2. Green Day – Dookie (1994)

Un “Dov’è Wally?” punk. Come una rubrica de La Settimana Enigmistica ma senza una vera soluzione. Quella di Dookie è una copertina da guardare e riguardare mille volte, alla ricerca di un filo conduttore per le vicende dei personaggi immortalati nella fantasia dell’illustratore Richie Bucher. Con questo stile a volte leggero, a volte decisamente più impegnato, i Green Day diventeranno presto la più famosa punk band dei tempi moderni.

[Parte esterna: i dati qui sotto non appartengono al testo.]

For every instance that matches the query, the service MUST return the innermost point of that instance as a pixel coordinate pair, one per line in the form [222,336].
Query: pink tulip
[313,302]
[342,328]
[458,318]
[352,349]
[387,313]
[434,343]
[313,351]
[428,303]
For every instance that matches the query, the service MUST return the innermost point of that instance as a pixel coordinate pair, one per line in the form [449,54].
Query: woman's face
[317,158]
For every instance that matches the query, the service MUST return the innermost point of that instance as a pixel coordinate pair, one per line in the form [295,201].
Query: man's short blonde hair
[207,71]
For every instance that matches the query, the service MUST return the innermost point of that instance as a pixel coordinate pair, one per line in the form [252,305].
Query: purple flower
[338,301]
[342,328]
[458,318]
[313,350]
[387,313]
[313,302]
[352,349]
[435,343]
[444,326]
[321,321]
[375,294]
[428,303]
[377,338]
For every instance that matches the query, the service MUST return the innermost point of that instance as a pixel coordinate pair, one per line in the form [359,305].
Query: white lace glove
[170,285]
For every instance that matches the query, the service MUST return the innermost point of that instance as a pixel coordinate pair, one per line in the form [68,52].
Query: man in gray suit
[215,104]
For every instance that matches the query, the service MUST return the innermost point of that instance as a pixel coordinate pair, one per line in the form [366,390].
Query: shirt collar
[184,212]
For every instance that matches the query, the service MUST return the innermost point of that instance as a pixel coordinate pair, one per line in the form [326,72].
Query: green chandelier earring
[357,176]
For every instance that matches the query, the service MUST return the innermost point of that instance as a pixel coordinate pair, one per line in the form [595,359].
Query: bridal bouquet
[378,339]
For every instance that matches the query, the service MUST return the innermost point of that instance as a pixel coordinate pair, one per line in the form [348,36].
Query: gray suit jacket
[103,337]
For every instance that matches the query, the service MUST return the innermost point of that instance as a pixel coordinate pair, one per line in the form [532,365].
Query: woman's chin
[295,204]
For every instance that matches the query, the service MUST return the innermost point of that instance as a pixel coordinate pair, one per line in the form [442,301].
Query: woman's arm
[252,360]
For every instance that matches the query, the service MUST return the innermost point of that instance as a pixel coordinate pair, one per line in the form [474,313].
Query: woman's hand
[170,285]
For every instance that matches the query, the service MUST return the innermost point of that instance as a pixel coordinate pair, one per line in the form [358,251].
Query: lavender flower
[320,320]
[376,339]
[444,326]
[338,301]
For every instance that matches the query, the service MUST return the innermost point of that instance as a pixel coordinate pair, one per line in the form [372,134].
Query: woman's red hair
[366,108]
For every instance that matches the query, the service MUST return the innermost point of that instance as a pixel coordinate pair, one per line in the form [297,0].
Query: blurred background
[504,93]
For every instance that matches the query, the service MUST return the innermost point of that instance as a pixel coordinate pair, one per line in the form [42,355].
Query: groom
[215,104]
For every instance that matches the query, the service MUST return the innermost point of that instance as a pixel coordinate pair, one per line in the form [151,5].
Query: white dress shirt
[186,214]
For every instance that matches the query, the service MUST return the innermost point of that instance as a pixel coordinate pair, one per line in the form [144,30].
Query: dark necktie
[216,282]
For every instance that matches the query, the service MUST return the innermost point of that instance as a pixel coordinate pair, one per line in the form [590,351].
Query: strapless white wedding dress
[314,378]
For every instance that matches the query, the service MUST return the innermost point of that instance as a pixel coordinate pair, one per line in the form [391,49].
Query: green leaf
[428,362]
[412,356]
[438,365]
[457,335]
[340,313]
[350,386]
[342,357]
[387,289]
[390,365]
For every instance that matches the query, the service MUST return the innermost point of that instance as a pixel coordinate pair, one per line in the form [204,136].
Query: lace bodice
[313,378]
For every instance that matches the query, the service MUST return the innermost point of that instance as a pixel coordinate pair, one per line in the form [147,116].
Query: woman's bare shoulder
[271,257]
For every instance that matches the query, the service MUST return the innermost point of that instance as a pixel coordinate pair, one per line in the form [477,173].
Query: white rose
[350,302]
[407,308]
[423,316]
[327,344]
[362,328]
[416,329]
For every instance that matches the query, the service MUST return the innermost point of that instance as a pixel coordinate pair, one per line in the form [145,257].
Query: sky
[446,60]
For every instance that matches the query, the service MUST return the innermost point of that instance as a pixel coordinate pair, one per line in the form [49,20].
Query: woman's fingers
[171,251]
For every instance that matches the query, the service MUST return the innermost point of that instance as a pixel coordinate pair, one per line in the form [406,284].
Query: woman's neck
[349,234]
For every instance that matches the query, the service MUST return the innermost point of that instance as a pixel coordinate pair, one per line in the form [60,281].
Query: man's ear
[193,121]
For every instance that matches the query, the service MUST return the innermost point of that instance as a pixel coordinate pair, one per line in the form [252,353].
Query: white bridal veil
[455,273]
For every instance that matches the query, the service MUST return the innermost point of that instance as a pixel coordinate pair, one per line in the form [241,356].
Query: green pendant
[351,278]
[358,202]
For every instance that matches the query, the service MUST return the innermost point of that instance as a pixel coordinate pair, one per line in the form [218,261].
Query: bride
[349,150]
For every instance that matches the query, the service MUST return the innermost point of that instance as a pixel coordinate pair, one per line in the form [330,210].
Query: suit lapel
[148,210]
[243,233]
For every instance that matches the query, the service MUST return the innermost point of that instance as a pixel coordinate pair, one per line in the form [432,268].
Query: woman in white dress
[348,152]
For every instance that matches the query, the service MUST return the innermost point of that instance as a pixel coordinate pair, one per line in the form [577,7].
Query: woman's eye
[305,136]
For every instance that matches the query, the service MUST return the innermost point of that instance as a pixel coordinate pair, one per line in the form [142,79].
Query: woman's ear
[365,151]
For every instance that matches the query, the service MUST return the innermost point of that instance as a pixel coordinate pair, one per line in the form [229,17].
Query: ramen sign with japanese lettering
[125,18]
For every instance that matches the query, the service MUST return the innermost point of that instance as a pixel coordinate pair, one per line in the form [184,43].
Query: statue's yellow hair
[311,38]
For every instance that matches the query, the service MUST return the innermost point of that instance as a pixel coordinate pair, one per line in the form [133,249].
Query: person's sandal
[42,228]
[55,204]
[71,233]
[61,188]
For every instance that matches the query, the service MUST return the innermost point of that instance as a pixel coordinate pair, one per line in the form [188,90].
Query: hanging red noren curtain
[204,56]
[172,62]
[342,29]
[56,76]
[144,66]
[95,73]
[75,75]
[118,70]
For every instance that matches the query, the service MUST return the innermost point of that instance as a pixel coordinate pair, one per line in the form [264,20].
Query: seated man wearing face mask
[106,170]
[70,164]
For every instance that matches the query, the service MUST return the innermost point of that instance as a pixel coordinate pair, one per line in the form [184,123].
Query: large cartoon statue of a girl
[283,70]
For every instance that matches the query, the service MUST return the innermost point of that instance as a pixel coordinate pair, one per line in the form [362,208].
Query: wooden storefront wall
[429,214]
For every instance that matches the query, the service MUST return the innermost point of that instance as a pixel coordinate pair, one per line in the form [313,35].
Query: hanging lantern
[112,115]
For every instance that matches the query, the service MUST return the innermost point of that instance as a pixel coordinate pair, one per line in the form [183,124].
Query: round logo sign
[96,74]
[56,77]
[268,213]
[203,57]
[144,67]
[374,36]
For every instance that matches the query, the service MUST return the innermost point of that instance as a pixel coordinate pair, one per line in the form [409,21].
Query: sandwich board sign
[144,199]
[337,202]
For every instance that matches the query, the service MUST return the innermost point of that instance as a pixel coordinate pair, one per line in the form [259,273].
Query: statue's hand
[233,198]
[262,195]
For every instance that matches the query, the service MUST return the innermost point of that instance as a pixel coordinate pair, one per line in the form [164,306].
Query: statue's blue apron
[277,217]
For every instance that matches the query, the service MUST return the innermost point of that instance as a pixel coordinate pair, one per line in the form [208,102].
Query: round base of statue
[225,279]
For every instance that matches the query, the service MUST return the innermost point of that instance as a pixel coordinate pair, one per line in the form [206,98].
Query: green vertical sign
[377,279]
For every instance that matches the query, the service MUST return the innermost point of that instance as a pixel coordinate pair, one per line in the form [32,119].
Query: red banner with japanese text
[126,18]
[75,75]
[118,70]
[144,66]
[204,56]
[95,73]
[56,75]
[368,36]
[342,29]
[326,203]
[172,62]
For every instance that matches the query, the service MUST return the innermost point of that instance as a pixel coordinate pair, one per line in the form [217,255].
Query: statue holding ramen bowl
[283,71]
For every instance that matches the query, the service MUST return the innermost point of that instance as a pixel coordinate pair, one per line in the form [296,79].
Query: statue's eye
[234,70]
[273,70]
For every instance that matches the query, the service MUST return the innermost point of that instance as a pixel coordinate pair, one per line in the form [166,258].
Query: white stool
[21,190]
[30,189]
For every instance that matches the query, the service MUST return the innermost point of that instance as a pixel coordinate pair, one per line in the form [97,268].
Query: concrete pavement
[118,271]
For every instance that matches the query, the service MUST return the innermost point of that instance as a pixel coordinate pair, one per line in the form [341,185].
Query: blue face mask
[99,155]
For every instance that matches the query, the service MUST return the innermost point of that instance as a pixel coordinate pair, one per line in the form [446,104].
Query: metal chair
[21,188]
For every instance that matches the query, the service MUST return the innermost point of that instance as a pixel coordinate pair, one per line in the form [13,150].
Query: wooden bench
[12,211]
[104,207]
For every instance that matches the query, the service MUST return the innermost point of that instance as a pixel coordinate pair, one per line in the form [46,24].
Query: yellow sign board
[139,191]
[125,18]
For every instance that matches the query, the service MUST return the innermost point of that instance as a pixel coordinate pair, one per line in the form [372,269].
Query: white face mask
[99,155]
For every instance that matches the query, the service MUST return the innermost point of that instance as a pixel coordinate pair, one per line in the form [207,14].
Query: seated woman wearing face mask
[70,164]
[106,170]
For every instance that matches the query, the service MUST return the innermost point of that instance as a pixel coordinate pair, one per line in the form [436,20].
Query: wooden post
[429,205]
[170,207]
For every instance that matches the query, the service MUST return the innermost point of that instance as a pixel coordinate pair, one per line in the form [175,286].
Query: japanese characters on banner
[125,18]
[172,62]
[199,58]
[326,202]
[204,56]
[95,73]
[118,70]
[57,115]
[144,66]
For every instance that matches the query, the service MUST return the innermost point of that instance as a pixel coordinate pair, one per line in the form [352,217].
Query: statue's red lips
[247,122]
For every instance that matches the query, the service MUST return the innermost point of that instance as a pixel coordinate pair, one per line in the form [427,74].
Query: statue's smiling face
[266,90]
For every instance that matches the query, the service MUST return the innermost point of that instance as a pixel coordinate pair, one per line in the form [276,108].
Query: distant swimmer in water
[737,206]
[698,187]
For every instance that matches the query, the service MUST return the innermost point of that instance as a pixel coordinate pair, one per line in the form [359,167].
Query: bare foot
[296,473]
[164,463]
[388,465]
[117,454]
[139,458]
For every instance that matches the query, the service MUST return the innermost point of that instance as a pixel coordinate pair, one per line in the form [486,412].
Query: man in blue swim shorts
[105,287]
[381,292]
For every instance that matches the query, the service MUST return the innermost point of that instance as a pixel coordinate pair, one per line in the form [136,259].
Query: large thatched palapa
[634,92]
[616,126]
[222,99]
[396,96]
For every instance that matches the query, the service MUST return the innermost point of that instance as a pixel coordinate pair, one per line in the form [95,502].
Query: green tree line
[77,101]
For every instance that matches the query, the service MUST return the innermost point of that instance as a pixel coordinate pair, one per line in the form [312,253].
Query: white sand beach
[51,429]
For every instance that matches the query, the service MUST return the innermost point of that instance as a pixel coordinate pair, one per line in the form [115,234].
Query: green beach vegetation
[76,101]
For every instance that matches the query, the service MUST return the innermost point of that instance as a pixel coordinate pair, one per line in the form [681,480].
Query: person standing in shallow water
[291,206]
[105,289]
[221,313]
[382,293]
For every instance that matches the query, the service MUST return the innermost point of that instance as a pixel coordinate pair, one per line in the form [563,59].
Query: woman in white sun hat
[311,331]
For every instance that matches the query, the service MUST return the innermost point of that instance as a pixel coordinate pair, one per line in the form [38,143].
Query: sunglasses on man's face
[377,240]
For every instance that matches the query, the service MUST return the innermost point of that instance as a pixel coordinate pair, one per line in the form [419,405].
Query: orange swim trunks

1. Ramones – Ramones (1976)

Inimitabili, totalmente distaccati, fighissimi. I quattro ragazzi newyorkesi del Queens. Questo scatto che li ritrae nudi e crudi con le spalle al muro è di Roberta Bayley, ma sarà un altro artista, Arturo Vega, a stabilire con il gruppo un sodalizio indissolubile fino a venire ricordato come il quinto Ramone. Suo il famoso logo della band che oggi tanto spopola tra i ragazzini e i rockers della domenica.

Ramones – Ramones (1976)

Vega prese il sigillo repubblicano americano e ne fece un ripoff coi nomi circolari dei quattro componenti. Nelle zampe l’aquila presidenziale stringe una mazza da baseball da dare in testa ai marmocchi, come nel testo di uno dei pezzi più famosi della band di Joey Ramone “Beat on the brat”.